告警规则检测到问题后，需要通过 Alertmanager 送到正确的人手里。以下配置实现了按严重级别路由到不同的通知渠道：

# alertmanager/alertmanager.yml - 告警路由与通知配置
global:
  resolve_timeout: 5m

route:
  receiver: 'default-webhook'
  group_by: ['alertname', 'instance']
  group_wait: 30s          # 首次告警等待 30s，合并同组告警
  group_interval: 5m       # 同组告警最小间隔
  repeat_interval: 4h      # 重复告警间隔
  routes:
    # critical 级别告警走紧急通道
    - match:
        severity: critical
      receiver: 'urgent-webhook'
      repeat_interval: 30m

receivers:
  - name: 'default-webhook'
    webhook_configs:
      - url: 'http://dingtalk-webhook:8060/dingtalk/ops/send'
        send_resolved: true

  - name: 'urgent-webhook'
    webhook_configs:
      - url: 'http://dingtalk-webhook:8060/dingtalk/urgent/send'
        send_resolved: true

# 告警抑制：critical 触发时抑制同实例的 warning 告警
inhibit_rules:
  - source_match:
      severity: 'critical'
    target_match:
      severity: 'warning'
    equal: ['alertname', 'instance']

📌 记住：group_wait 和 group_interval 的区别容易混淆。group_wait 是首次告警的等待时间，用于合并同一时间窗口内的多条告警；group_interval 是同组后续告警的最小间隔。设得太短会导致通知轰炸，设得太长会延误告警。生产环境推荐 group_wait: 30s、group_interval: 5m。

⚡ 六、生产环境调优与避坑指南

Prometheus 性能调优参数

参数	默认值	推荐值	说明
`scrape_interval`	15s	15-30s	非核心指标可放宽到 60s，减少采集压力
`storage.tsdb.retention.time`	15d	15-30d	超过用 Remote Write 推送到长期存储
`storage.tsdb.retention.size`	0（无限）	磁盘 70%	防止磁盘写满导致服务崩溃
`query.max-samples`	5000万	5000万	复杂查询可能需要调高
`query.timeout`	2m	2m	防止慢查询拖垮 Prometheus
`--web.enable-lifecycle`	关闭	开启	允许通过 HTTP API 热重载配置

三大常见坑点

❌ 坑点 1：标签基数爆炸 — 把 user_id、request_id、ip_address 作为标签会导致时间序列数激增。1 万个用户 × 10 个接口 = 10 万条时间序列，Prometheus 内存很快 OOM。

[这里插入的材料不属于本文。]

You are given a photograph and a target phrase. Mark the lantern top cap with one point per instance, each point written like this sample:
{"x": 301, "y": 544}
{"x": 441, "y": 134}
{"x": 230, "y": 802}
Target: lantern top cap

✅ 正确做法：高基数数据走日志系统（Loki），指标只保留聚合维度。标签值的组合数控制在 1 万以内。

❌ 坑点 2：rate() 时间窗口太短 — rate(metric[1m]) 在采集间隔 15s 时只有 4 个样本点，噪声极大，图表抖动严重。

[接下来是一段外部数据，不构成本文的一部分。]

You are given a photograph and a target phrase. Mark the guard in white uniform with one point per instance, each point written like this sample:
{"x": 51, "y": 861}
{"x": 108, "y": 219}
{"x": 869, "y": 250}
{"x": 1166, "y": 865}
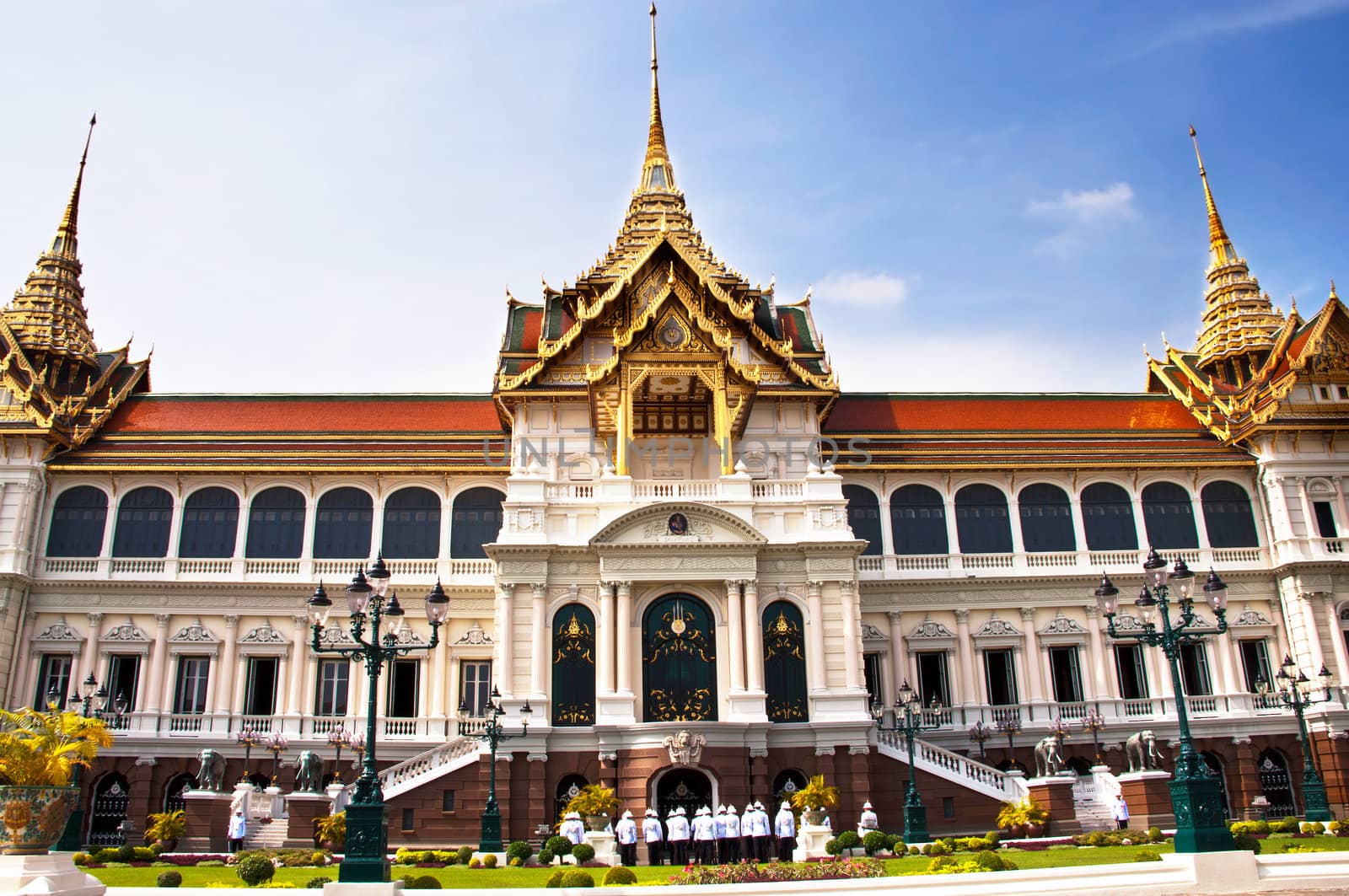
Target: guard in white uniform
{"x": 626, "y": 834}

✅ 正确做法：rate() 的时间窗口至少是采集间隔的 4 倍。采集间隔 15s 时，推荐使用 [5m] 或更长。

❌ 坑点 3：忘记处理容器重启导致 Counter 重置 — 容器重启后 Counter 归零，rate() 会计算出一个巨大的瞬时值，触发误告警。

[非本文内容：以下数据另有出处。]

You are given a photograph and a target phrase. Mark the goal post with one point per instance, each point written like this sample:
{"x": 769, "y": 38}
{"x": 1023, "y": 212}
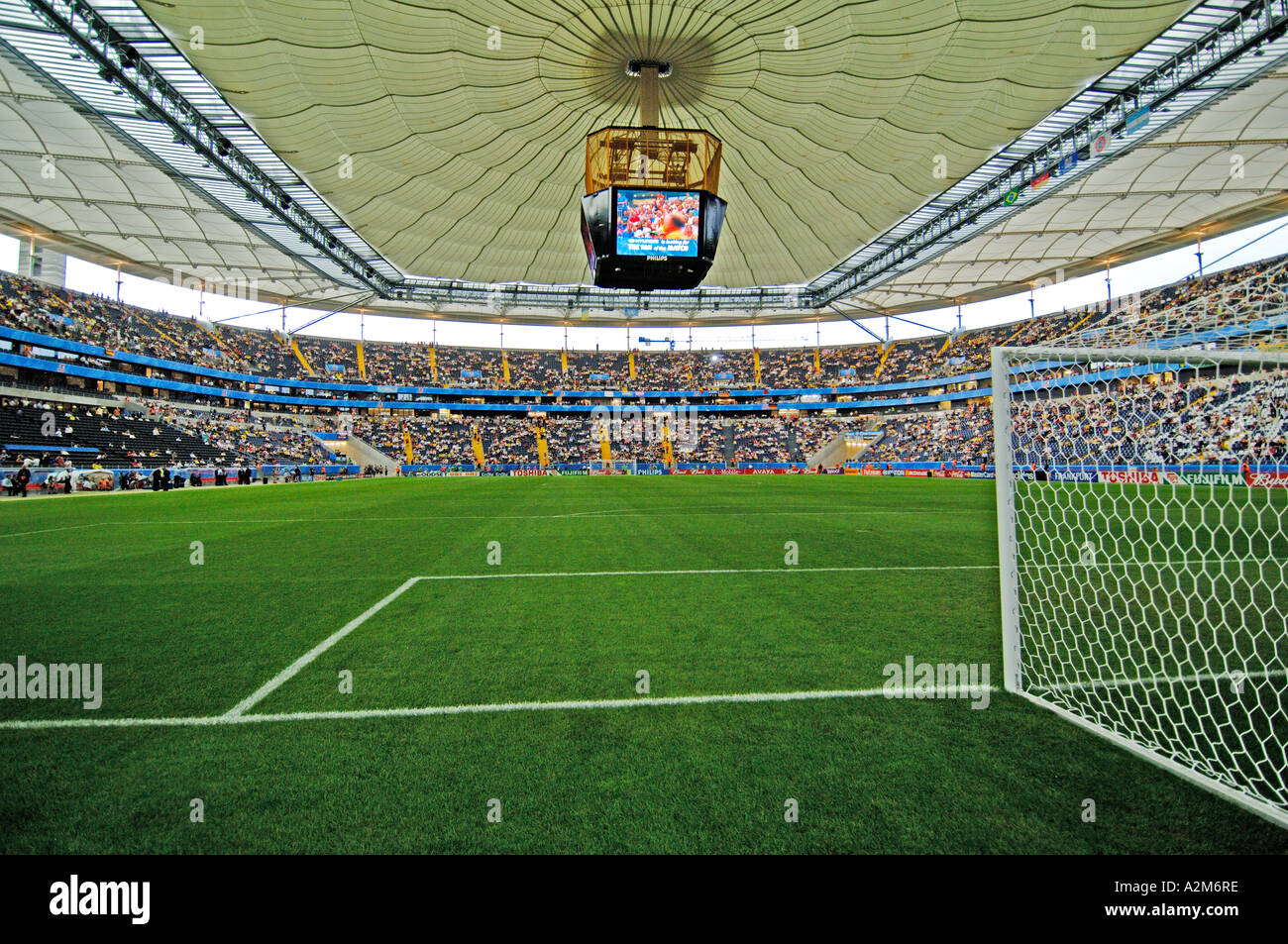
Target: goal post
{"x": 1142, "y": 540}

✅ 正确做法：rate() 和 increase() 函数本身已经内置了对 Counter 重置的处理（检测到值变小会自动修正），但告警规则务必配合 for 持续时间（至少 2-5 分钟），避免单次异常触发误报。

Loki 存储与查询优化

# 生产环境 Loki 调优关键配置
limits_config:
  max_query_length: 721h              # 最多查询 30 天的日志
  max_query_parallelism: 4            # 并行查询数，控制查询资源消耗
  max_entries_limit_per_query: 5000   # 单次查询最多返回的日志条数
  ingestion_rate_mb: 10               # 每租户每秒写入速率限制
  ingestion_burst_size_mb: 20         # 写入速率突发上限
  max_label_names_per_series: 30      # 每条流最多 30 个标签
  max_streams_per_user: 10000         # 单租户最大日志流数量（防基数爆炸）

成本与方案选型对比

方案	部署复杂度	存储成本	查询性能	适合规模
Prometheus 单机	⭐ 低	本地 SSD	快	< 500 个采集目标
Prometheus + Thanos	⭐⭐⭐ 高	对象存储（S3/MinIO）	中等	500-5000 个目标
Prometheus + VictoriaMetrics	⭐⭐ 中	本地/对象存储	快	1000+ 个目标
Grafana Cloud	⭐ 低	按量付费（$8/10K 指标）	快	任意规模，预算充足
云厂商托管（阿里云 ARMS）	⭐ 低	按量付费	快	不想自建运维的团队

⚠️ **警告：**不要在生产环境用单机 Prometheus 做长期存储。当时间序列超过 100 万条时，查询性能会急剧下降。超过 500 个采集目标就应该考虑分片或引入 Thanos/VictoriaMetrics 作为长期存储后端。

💡 七、总结与最佳实践

搭建生产级可观测性体系，核心要点如下：

✅ 指标、日志、链路追踪是可观测性的三大支柱，Prometheus + Loki + Tempo 是最成熟的开源组合
✅ Pull 模式是 Prometheus 的核心设计优势，善用服务发现实现自动采集
✅ 标签设计是 Prometheus 最关键的决策，高基数字段绝对不要作为标签
✅ 应用埋点要开启 Histogram 直方图，否则无法计算 P50/P99 等百分位延迟
✅ 告警规则必须配合 for 持续时间，避免单次异常触发误报导致告警疲劳
✅ 生产环境务必配置磁盘容量限制（retention.size）和日志保留策略
✅ 指标与日志关联是可观测性的核心价值，善用 Grafana 的 Derived Fields 实现联动

推荐学习路径：Prometheus 官方文档 → PromQL 实战练习 → Grafana 社区 Dashboard 模板（推荐 ID：1860 Node Exporter、893 Docker、12740 Spring Boot）→ Loki 日志接入 → Alertmanager 通知集成。